Fifth Anniversary Update: Sonya Huber

January 8th, 2014

When I wrote the piece that appeared in Mama, PhD, I was a pregnant grad student in an MFA program. That was about ten and a half years ago, and thankfully, so much has changed. I finished the MFA and had the baby. Here’s where the update gets tiring; I’m tired even typing the next paragraph:

I started adjuncting as a writing teacher in an engineering program, then switched after a year to my first full-time but non-tenure-track position in a journalism school. My son went from scooting to walking with the fantastic support of the campus daycare workers. Then, another year later, we moved to Georgia where I started my first tenure-track job. Meanwhile I also started teaching in an online MFA program. A few years later, I got divorced. The money from my first job was barely enough and the second job kept us afloat and funded babysitters when I needed them. In the midst of my single-mother-on-the-tenure-track adventure, I met the man who would become my second husband, and a few more years led to another tenure-track job in Connecticut. I just put in my tenure application this fall, and we bought a home. And I guess I should mention that I published 3 books in that chunk of time.

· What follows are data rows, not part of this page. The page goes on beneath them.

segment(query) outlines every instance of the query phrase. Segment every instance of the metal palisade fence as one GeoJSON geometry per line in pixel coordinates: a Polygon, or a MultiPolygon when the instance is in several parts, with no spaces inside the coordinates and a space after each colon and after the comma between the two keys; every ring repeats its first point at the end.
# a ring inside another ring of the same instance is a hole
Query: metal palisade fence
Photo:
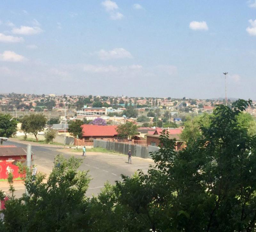
{"type": "Polygon", "coordinates": [[[127,155],[129,150],[131,150],[132,156],[144,159],[151,158],[150,153],[157,152],[160,149],[158,147],[154,146],[149,145],[146,147],[97,139],[93,140],[93,147],[105,148],[108,151],[114,151],[125,155],[127,155]]]}

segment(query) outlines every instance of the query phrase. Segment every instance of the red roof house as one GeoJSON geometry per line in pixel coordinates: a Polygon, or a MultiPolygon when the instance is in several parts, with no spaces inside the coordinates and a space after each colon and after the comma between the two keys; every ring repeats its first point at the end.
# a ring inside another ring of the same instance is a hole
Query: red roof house
{"type": "Polygon", "coordinates": [[[114,138],[117,137],[117,126],[98,126],[84,124],[82,126],[84,138],[114,138]]]}
{"type": "Polygon", "coordinates": [[[19,168],[15,164],[18,161],[26,162],[26,158],[27,152],[22,147],[14,145],[0,145],[0,179],[7,180],[9,173],[11,173],[14,180],[20,179],[23,175],[19,173],[19,168]]]}

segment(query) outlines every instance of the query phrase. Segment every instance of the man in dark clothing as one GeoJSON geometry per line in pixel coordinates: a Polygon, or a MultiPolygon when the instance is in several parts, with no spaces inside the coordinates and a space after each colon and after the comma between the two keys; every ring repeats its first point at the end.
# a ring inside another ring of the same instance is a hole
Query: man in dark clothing
{"type": "Polygon", "coordinates": [[[131,150],[129,150],[128,152],[128,163],[129,163],[131,164],[132,163],[132,152],[131,150]]]}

Ten years sounds like a long time since I got my degree, but all I think about is how grateful I am that I’ve stayed afloat in academia while being the primary parent of my son. I’m grateful I get to teach creative writing and that my job is stimulating. I’m grateful for all the help I have had with the juggling. I’m grateful my job is flexible, but as anyone in academia knows, it’s also taxing and demanding. While I can shuffle around appointments, everything must get done on a relatively unforgiving schedule. The need to stay organized has been intense and mentally taxing–I think I’ve done it at the expense of some brain cells that got old and croaked before their time. When I think back to the past ten years, I am honestly exhausted. Even though the money would be nice, I don’t teach in the summers because I need the time to write and physically recover. But I know I’m lucky to have those summers!